Lindos pueblos, Positano y Amalfi. Les dimos apenas una probadita. Nos gustó más Amalfi con sus calles más anchas y su catedral medio bizantina. Alcanzamos a imaginarnos cómo siglos atrás las antorchas alumbrarían sus calles mientras los pescadores, los marineros y los comerciantes compartirían sus pesares en los bares, y los chismes y envidias se harían palpables en cada esquina. Poco o nada queda ya de eso. Ahora no hay casa en el pueblo que no sea una tienda comercial, y los turistas sufrimos caminando apeñuscados por las calles estrechas, con claustrofobia y con ganas de volver a casa. Termina uno sintiendo un tufillo a Disneylandia. Tristeza.
Y para terminar el día, cerramos en lucha libre para subirnos al bus de regreso a Salerno. El “suban, estrujen, bajen” (como se dice chiva en alemán) estuvo de película; pero Iván el terrible sabe de esas lides y logramos subirnos al bus y encontrar asiento. Muchos otros no contaron con esa suerte: o se quedaron en Amalfi, o se vinieron parados o sentados en el piso del bus. De todo se ve en la viña del Señor.
Salerno, 30 de abril.
¡Ahj! ¡Y nos quedamos con las ganas de ver al Nápoles campeón de la liga Italiana mientras estábamos acá! Y de unirnos a las bacanales y las camorras en las calles! El gran Diego estaba en todas partes: en el nombre de las calles, en los graffiti, en los afiches, en las banderas. Maravilla. Celebramos igual.
Mi idea desde que planeamos el viaje era ir hoy a Capri. Pero no fui capaz. Estaba fundido de tantos kilómetros y del turismo masivo de ayer en Amalfi y Positano. Tocaba levantarse a las 6:30 de la mañana y meterse un viaje en bote de dos horas de ida y dos de vuelta. Y dije: “ni puel p…, me quedo en Salerno rascándomelas en mi día de descanso”.
El plan cambió de repente. Fuimos a la estación del ferrocarril para averiguar cómo llevar las bicicletas en el tren mañana camino a Gaeta (las directivas de la competencia decidieron evitar la entrada a Nápoles por razones de seguridad).
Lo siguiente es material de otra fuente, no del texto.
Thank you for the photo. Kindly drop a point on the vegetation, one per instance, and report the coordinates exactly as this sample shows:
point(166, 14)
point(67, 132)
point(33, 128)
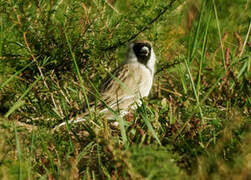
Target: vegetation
point(194, 125)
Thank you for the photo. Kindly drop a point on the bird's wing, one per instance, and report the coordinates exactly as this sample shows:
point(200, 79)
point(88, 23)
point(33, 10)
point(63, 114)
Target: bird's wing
point(123, 84)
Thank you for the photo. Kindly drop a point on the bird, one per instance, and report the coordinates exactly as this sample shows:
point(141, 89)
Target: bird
point(123, 88)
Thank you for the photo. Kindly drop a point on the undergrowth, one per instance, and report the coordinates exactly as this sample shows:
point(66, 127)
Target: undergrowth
point(194, 125)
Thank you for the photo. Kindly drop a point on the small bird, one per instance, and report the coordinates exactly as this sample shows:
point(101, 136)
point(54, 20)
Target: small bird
point(123, 89)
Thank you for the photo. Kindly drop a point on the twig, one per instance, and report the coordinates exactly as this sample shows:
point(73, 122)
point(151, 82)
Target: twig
point(120, 42)
point(246, 39)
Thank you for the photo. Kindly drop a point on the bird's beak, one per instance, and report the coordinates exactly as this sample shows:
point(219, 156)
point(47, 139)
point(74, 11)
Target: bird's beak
point(144, 51)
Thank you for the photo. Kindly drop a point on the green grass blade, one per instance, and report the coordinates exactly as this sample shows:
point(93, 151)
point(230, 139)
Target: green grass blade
point(15, 75)
point(19, 153)
point(78, 73)
point(20, 101)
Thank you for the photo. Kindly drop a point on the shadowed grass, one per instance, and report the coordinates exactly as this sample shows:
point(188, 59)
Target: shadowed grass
point(194, 125)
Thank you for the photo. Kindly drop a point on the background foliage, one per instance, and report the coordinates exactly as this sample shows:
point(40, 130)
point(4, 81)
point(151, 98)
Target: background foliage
point(194, 125)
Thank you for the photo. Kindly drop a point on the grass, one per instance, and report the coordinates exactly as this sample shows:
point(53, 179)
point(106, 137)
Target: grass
point(194, 125)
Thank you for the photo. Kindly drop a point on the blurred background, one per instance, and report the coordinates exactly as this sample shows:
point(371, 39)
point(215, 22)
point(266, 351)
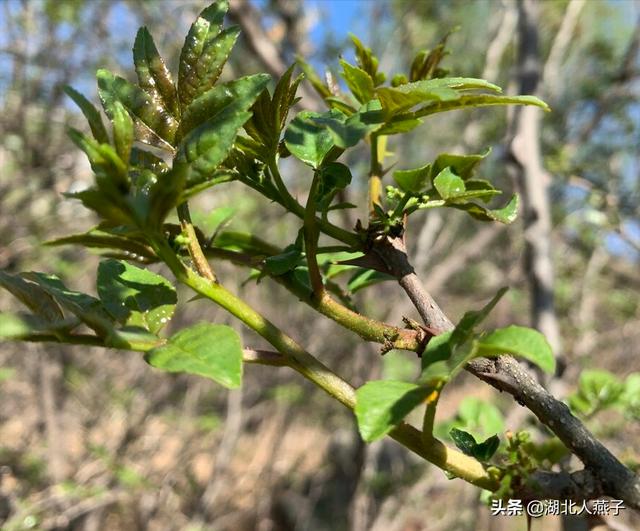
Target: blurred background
point(97, 440)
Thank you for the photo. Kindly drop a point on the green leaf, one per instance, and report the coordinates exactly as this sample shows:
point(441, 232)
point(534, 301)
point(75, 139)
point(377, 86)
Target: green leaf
point(486, 449)
point(91, 114)
point(381, 405)
point(110, 169)
point(347, 131)
point(85, 307)
point(462, 165)
point(469, 101)
point(359, 82)
point(239, 94)
point(367, 61)
point(94, 199)
point(519, 341)
point(308, 141)
point(270, 113)
point(209, 350)
point(333, 178)
point(145, 160)
point(123, 133)
point(467, 444)
point(464, 441)
point(401, 126)
point(415, 180)
point(32, 296)
point(166, 193)
point(284, 262)
point(448, 184)
point(206, 146)
point(205, 52)
point(310, 75)
point(403, 97)
point(505, 215)
point(153, 75)
point(140, 104)
point(134, 296)
point(16, 325)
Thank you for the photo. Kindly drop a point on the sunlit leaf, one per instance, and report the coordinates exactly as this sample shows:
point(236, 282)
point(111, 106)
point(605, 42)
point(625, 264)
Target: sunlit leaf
point(32, 296)
point(204, 53)
point(91, 114)
point(448, 184)
point(85, 307)
point(382, 405)
point(359, 82)
point(209, 350)
point(238, 94)
point(307, 140)
point(134, 296)
point(153, 75)
point(521, 342)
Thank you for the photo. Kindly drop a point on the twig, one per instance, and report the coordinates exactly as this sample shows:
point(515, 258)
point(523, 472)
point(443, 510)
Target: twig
point(606, 474)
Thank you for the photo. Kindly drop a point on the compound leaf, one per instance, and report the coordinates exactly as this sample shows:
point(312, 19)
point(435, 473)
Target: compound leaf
point(209, 350)
point(382, 404)
point(135, 296)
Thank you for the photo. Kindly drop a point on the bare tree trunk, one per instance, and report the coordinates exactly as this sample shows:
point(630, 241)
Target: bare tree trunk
point(533, 181)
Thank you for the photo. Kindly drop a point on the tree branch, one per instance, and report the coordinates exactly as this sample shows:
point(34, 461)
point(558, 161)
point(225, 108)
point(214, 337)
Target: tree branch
point(606, 474)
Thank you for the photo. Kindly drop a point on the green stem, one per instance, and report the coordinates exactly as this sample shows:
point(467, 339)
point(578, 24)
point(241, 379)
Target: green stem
point(311, 368)
point(289, 202)
point(311, 235)
point(195, 251)
point(367, 328)
point(375, 181)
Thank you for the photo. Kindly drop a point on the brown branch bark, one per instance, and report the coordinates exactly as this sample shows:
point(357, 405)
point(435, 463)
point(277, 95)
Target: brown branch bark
point(603, 474)
point(532, 180)
point(248, 19)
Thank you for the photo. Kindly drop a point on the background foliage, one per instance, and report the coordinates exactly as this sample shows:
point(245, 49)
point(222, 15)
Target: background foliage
point(92, 439)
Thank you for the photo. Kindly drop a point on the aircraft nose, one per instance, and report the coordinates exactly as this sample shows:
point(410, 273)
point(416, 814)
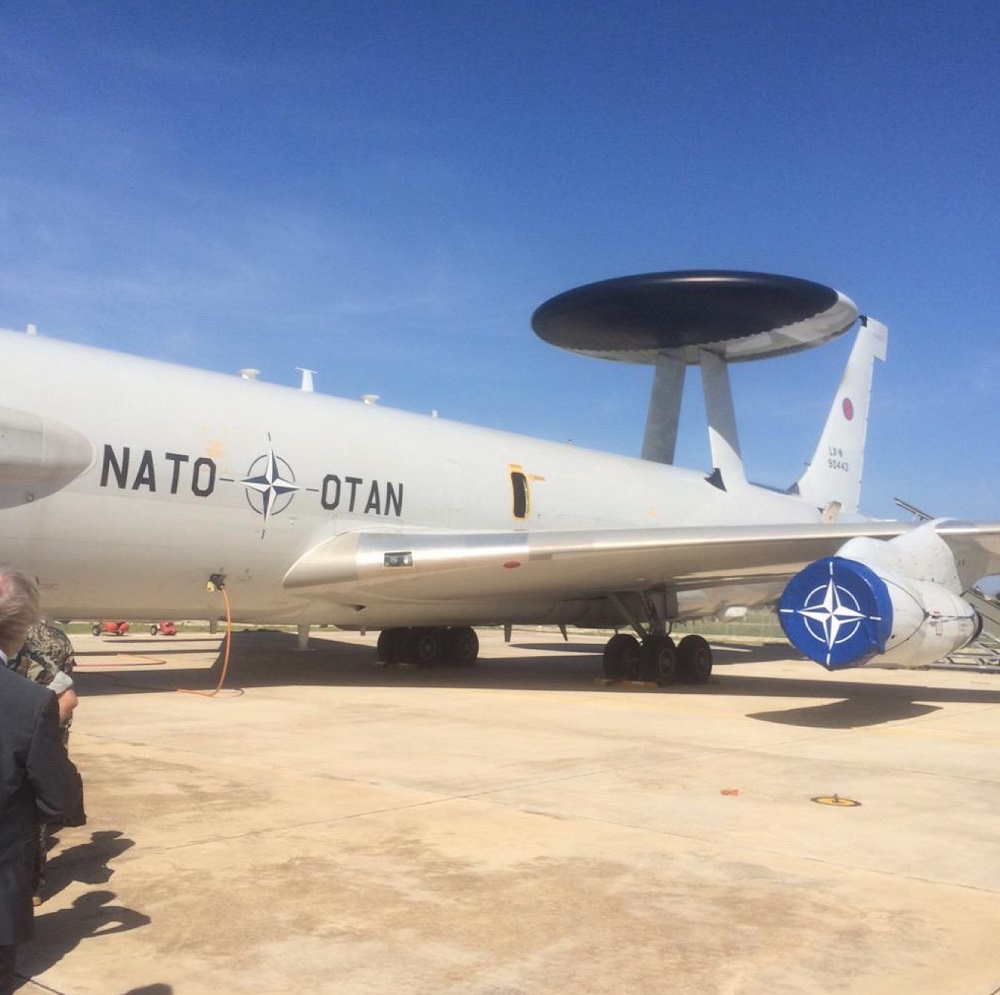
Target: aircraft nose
point(38, 456)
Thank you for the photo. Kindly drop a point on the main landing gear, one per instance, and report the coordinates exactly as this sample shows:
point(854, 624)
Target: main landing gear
point(426, 646)
point(658, 658)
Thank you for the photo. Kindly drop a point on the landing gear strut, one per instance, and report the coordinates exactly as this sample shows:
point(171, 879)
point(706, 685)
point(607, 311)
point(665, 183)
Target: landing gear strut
point(654, 656)
point(427, 645)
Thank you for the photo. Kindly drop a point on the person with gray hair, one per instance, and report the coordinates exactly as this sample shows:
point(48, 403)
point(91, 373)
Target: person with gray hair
point(38, 782)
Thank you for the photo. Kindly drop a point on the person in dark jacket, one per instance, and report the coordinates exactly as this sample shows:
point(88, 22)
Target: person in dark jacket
point(38, 781)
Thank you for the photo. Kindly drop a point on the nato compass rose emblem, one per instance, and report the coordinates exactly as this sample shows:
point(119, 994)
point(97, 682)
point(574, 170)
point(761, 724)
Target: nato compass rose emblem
point(270, 485)
point(838, 612)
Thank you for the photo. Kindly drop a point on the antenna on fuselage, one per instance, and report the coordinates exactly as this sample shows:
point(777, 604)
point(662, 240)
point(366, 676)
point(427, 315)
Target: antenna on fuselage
point(706, 318)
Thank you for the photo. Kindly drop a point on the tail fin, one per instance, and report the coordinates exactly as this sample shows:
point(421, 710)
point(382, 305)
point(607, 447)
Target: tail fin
point(832, 480)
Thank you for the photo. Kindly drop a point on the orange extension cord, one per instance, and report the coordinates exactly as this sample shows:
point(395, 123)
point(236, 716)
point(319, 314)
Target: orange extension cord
point(225, 656)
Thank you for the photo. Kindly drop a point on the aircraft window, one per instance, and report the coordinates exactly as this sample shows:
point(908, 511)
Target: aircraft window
point(519, 487)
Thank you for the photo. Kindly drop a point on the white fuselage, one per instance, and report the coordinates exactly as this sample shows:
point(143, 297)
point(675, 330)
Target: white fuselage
point(126, 483)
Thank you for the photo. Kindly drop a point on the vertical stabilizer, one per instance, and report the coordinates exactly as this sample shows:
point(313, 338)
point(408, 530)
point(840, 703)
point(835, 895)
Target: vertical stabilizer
point(833, 477)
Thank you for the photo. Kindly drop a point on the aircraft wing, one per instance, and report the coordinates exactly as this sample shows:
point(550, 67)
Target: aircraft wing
point(433, 567)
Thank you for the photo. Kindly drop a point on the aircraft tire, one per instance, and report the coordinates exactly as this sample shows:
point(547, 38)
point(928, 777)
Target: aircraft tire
point(694, 660)
point(423, 646)
point(659, 660)
point(462, 646)
point(621, 657)
point(389, 648)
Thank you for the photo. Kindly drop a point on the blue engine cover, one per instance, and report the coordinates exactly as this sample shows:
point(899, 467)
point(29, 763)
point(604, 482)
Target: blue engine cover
point(838, 612)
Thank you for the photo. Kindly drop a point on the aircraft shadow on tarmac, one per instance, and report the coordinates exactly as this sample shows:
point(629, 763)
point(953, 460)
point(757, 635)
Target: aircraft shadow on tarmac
point(270, 658)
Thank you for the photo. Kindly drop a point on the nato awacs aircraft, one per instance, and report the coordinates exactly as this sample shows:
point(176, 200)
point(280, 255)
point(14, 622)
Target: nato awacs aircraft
point(136, 488)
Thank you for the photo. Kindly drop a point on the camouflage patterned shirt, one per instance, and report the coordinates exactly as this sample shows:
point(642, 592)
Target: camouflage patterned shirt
point(46, 653)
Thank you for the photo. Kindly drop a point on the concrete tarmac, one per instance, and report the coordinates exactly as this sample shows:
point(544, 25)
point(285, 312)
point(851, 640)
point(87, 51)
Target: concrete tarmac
point(327, 825)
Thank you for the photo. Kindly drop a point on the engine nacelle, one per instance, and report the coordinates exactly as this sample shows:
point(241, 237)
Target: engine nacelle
point(842, 613)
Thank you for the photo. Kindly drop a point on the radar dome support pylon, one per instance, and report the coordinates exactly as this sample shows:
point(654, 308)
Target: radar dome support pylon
point(708, 318)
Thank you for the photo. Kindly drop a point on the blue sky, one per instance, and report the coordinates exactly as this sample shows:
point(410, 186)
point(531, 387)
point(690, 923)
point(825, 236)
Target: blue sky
point(385, 191)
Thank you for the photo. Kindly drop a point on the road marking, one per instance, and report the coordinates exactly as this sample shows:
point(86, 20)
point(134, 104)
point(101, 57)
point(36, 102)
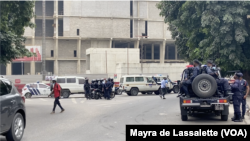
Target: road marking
point(74, 100)
point(42, 99)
Y, al vuelo, decidimos ir a Pompeya. Como Iván no la conocía, le sugerí si no quería pegarse el viaje y allá nos fuimos. El tren era lechero y en cada pueblo se subían fanáticos del Nápoles cantando sus consignas.
Pompeya es impresionante, sin duda (que pereza ser categórico; no me gustan los juicios que son blanco o negro, que no tienen ni una pinta de gris). Increíble sentir cómo era esa ciudad, y cómo eran las costumbres de los romanos, en el momento que la cubrió el Vesubio en el año 69 de nuestra era. Pensé en Armero, en el nevado del Ruiz y en el nerviosismo de estos días. Ojalá todo no pase de ser un ruido y un par de cenizas.
Por primera vez desde que empezamos a pedalear, los próximos días están pintados de lluvia, mucha lluvia. Estamos en diálogos intensos para tomar una decisión acerca del itinerario y ajustarlo si es necesario. Muy probablemente algún día nos tendremos que mojar. Roma nos espera y la ilusión está al rojo vivo de pasar unas noches en una de mis ciudades preferidas.